Джон засмеялся, был польщён. Признался, книги нет ещё. Но скоро будет, он уверен. Спасибо всем, спасибо Вере!
Бакулина вновь пошарила в своей торбе и вытащила оттуда на сей раз камамбер – тоже предназначенный одному человеку, но…
– Бедный твой человек, – веселилась Стенина. – Остался и без сыра, и без вина!
Ольга смеялась вместе со всеми, но глаза у неё оставались злыми. Они похожи на семечки, – и цветом, и формой, решила вдруг Вера. На пьяную голову всё стало таким понятным!
Сыр открыли, а носы, наоборот, прикрыли – но камамбер, умница, как только его разрезали, тут же почти перестал вонять.
– Фу, мама, что это? – в комнату вбежала Евгения, за ней следом притопала Лара. – Чем так пахнет?
– Попробуй, этот сыр из Парижа приехал, – сказала Юлька, но Евгения демонстративно зажала нос и себе, и малышке.
– А у нас сюрприз! – сказала она, не убирая руки от носа, и потому почти так же гнусаво, как Джон. – Представление!
Взрослые загрустили. Нет ничего скучнее, чем детские спектакли, – тем более Бакулина только что достала сигареты, а Юлька принесла из кухни пепельницу – здоровенное хрустальное корыто со специальными пролежнями. Пришлось вернуть сигареты в торбу, а хрустальное корыто поставить на стол; Джон поглядывал на него, как грудничок – на материнскую грудь.

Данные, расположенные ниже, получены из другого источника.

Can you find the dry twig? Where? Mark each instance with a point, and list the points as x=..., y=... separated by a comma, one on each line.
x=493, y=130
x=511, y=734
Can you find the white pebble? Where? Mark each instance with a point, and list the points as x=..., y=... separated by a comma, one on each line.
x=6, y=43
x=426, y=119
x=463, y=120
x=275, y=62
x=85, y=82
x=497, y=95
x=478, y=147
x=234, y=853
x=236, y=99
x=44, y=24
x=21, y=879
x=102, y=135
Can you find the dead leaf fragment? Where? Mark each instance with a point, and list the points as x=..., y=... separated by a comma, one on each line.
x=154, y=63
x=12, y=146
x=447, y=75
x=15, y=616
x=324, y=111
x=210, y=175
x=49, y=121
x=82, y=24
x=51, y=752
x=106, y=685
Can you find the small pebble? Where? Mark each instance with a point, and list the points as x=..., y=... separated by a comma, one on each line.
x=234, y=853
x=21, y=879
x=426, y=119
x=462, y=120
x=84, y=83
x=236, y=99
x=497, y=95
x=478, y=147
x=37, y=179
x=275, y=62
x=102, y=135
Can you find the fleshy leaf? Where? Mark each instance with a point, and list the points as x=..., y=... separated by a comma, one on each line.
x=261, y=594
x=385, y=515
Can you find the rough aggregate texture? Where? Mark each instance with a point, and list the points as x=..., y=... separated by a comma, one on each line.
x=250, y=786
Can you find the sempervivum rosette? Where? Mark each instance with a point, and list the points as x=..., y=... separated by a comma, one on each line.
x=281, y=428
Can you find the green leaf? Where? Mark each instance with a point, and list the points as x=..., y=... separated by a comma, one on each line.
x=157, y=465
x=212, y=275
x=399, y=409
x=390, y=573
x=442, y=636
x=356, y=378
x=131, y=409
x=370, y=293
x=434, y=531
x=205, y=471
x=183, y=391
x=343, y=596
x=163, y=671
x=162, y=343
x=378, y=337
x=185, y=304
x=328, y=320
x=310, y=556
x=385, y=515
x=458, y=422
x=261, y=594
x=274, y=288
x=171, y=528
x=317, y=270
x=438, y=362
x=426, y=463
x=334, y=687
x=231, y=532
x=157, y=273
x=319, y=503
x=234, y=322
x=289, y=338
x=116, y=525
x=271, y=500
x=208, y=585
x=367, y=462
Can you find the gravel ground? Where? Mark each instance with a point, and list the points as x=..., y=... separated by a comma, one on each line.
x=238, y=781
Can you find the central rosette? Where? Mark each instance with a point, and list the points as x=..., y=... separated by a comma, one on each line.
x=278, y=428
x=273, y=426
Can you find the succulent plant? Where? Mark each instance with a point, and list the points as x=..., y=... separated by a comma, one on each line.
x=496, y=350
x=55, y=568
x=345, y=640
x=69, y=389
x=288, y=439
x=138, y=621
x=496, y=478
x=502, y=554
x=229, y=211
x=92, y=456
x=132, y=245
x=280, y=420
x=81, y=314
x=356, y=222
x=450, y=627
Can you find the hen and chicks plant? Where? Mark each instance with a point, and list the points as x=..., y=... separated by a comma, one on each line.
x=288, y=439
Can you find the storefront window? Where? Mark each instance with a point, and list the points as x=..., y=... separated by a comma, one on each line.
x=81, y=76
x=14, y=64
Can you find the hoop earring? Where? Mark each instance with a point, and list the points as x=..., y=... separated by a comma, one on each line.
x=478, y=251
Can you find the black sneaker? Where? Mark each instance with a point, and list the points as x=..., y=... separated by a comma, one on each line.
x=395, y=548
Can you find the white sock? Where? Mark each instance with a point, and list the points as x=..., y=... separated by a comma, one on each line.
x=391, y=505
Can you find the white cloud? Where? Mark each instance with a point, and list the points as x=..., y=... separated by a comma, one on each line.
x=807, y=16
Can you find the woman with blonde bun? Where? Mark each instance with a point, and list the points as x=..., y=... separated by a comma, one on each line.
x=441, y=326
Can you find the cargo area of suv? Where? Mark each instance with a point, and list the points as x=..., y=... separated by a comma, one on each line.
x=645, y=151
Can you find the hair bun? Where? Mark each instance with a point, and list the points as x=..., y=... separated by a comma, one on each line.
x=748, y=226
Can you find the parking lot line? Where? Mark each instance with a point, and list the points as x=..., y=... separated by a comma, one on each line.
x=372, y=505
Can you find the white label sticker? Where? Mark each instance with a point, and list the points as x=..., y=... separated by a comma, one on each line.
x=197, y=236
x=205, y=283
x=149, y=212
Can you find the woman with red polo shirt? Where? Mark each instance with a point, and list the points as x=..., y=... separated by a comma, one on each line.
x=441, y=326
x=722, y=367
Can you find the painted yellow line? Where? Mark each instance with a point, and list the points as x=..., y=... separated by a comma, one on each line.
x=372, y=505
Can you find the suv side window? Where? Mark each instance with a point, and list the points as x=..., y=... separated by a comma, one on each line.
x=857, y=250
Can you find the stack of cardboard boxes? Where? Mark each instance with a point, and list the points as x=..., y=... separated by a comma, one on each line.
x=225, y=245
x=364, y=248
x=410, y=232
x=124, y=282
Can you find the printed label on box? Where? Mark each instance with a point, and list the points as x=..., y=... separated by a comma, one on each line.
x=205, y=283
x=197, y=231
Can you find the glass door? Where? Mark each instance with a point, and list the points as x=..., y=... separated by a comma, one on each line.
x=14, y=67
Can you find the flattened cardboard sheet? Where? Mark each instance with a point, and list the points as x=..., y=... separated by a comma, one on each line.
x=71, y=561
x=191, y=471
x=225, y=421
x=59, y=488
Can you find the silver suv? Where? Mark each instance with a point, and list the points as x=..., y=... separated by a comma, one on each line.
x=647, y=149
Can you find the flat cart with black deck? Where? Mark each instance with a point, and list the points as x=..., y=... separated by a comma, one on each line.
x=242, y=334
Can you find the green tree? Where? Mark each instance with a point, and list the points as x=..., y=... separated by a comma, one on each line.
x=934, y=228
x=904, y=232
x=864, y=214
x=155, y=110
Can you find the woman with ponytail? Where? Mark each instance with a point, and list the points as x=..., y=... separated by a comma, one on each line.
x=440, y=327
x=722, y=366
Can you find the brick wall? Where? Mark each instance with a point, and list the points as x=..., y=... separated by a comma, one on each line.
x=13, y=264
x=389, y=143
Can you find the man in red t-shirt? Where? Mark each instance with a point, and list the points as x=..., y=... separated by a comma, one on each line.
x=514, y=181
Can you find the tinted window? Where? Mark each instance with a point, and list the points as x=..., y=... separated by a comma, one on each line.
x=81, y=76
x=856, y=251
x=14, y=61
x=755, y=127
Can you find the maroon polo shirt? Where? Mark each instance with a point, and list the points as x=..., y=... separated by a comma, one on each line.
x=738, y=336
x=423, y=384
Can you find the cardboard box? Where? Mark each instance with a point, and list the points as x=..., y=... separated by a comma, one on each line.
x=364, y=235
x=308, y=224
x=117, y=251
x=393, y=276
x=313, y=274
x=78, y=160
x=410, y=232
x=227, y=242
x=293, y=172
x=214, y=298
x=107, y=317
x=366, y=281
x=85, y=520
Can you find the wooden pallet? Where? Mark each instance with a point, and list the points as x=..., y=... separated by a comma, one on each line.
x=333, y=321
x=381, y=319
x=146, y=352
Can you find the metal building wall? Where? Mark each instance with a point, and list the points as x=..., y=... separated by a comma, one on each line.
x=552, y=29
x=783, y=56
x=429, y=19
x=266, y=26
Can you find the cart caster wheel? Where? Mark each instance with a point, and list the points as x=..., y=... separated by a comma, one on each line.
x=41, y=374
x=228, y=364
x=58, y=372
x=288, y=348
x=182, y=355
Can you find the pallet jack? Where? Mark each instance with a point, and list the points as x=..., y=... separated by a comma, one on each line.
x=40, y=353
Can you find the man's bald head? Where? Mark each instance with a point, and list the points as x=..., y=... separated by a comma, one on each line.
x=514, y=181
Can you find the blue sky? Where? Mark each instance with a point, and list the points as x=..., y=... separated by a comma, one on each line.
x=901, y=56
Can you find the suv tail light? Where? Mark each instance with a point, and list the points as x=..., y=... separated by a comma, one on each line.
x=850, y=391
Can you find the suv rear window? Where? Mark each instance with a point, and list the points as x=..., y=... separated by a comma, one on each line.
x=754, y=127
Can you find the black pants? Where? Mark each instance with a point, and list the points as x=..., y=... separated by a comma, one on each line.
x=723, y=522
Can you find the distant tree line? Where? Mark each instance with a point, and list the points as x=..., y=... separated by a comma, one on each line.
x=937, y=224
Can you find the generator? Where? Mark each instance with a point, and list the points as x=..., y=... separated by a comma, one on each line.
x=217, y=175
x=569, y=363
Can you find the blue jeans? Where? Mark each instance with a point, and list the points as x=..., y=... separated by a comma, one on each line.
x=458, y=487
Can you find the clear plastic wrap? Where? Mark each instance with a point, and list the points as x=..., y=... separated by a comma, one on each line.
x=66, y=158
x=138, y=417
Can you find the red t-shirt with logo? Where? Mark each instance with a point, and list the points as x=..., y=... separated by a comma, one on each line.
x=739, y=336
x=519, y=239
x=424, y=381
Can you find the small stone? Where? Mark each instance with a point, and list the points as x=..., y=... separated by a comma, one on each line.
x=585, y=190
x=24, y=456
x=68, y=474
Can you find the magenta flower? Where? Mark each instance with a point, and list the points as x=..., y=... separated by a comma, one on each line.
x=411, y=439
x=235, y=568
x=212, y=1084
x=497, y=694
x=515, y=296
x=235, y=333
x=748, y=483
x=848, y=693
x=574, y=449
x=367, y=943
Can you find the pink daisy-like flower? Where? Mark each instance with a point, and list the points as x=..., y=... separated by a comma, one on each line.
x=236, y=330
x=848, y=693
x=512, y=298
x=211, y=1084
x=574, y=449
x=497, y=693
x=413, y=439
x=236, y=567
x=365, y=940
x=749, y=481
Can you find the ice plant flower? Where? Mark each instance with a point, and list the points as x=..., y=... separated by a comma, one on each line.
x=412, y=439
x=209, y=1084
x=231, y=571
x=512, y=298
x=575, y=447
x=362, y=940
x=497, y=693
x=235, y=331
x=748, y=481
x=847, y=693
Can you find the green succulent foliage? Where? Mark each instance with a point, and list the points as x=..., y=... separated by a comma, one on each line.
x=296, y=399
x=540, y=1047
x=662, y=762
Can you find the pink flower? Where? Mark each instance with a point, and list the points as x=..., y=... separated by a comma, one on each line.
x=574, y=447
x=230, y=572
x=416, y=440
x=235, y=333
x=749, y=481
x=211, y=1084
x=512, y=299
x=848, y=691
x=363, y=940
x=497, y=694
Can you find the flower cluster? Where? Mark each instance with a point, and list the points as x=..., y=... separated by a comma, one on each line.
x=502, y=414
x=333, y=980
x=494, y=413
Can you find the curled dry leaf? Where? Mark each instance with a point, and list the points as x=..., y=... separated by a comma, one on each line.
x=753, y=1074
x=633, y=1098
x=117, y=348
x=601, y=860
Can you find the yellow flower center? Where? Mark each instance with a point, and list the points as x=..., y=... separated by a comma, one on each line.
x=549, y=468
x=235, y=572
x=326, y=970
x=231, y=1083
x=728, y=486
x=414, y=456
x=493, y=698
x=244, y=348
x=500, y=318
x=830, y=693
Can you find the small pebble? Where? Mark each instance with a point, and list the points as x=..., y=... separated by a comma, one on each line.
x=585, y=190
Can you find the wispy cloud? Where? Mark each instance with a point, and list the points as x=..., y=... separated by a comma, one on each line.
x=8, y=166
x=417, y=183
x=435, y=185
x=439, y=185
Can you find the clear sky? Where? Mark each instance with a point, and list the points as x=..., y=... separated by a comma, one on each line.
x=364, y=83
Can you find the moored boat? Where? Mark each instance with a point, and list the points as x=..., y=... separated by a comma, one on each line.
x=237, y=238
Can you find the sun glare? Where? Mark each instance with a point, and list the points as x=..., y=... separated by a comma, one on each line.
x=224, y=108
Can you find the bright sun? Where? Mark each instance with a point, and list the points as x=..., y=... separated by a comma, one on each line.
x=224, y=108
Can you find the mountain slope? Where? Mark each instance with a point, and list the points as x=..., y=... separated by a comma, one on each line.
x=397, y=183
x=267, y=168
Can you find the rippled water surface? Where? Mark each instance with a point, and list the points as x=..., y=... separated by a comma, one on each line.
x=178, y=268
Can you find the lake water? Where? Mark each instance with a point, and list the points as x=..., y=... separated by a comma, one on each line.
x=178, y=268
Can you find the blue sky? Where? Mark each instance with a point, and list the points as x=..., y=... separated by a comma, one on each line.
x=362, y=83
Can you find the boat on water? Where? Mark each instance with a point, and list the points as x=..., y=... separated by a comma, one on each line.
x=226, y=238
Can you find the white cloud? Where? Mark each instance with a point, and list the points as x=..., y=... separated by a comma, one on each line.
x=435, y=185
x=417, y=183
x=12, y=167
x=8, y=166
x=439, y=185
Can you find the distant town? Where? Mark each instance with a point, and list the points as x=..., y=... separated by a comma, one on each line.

Евгения привязала к спинкам стульев покрывало с бабушкиной кровати, спряталась за пологом сама и попыталась укрыть Лару – но малышка раскапризничалась, и Вера посадила её к себе на колени. Колени тут же онемели – Лара была тяжелой, как статуя. Та ещё кадушка, по версии старшей Стениной.
Представление было из жизни мягких игрушек – Евгения поднимала их над пологом и озвучивала одну за другой. Взрослые изнывали, Бакулина тяжко вздыхала, и только Лару действие приводило в искренний восторг.
– Конец! – объявила наконец Евгения и высунула из-за полога раскрасневшееся личико. Зрители хлопали с облегчением, как семиклассники в оперном театре. Артистки переместились обратно в детскую.
– Юль, а ты свою на глисты проверяла? – спросила вдруг громко Бакулина.
Копипаста растерялась, глянула на Джона в поисках срочной словесной помощи, но поэт на лице ничего не выразил. Помощь пришла от пьяной Стениной:
– Мы её на всё проверяли. И если ты таким образом намекаешь, что Евгения слишком худая, то это у неё констици… констису… конституциональное.
– Да, – обрадовалась Юлька. – Она потом выправится, все так говорят. Вспомните, девочки, какой я была страшенной в школе.
– А ты покажи Джону фотографии, – вероломно предложила Бакулина.
– Ни за что! Я лучше чай поставлю. Евгения! Слышишь меня? Уложи Лару спать и сама ложись. И почистите зубы…
– …друг другу! – дополнила Вера. Ей показалось, что она ужас как забавно пошутила. Лара хотела было зарыдать, но Евгения быстро успокоила маленькую. «Перевозбудилась», – со знанием дела объяснила она.
– Вера, а ну-ка скажи: «Массачусетс», – потребовал Джон.
Вера попыталась, но то, что у неё получилось, звучало очень смешно.
– Я, например, это и на трезвую голову не выговорю, – призналась Юлька. Она уже пришла с чайником и чашками.
– Это слово-тест, – сказал Джон. – Вере на сегодня хватит.
Стенина так не считала, вслух рассуждая о том, как же это ей раньше не приходило в голову слегка удобрять жизнь вином?
Джон куда-то исчез, потом пропала бакулинская торба и вместе с ней – сама Бакулина, зато Юлька сидела с Верой, а Вера почему-то лежала в комнате девочек, и Юлька гладила её по голове. Лицо Копипасты было неприятным – как у одного известного певца: голосом его не обидели, но лицо во время пения становилось отталкивающим. Таких нужно слушать по радио.
Копипаста долго гладила Веру по голове, в которой не было ни одной мысли, а лишь какие-то оборванные полузвуки. В конце концов и они куда-то исчезли – вместе с Юлькой, комнатой и этим днём.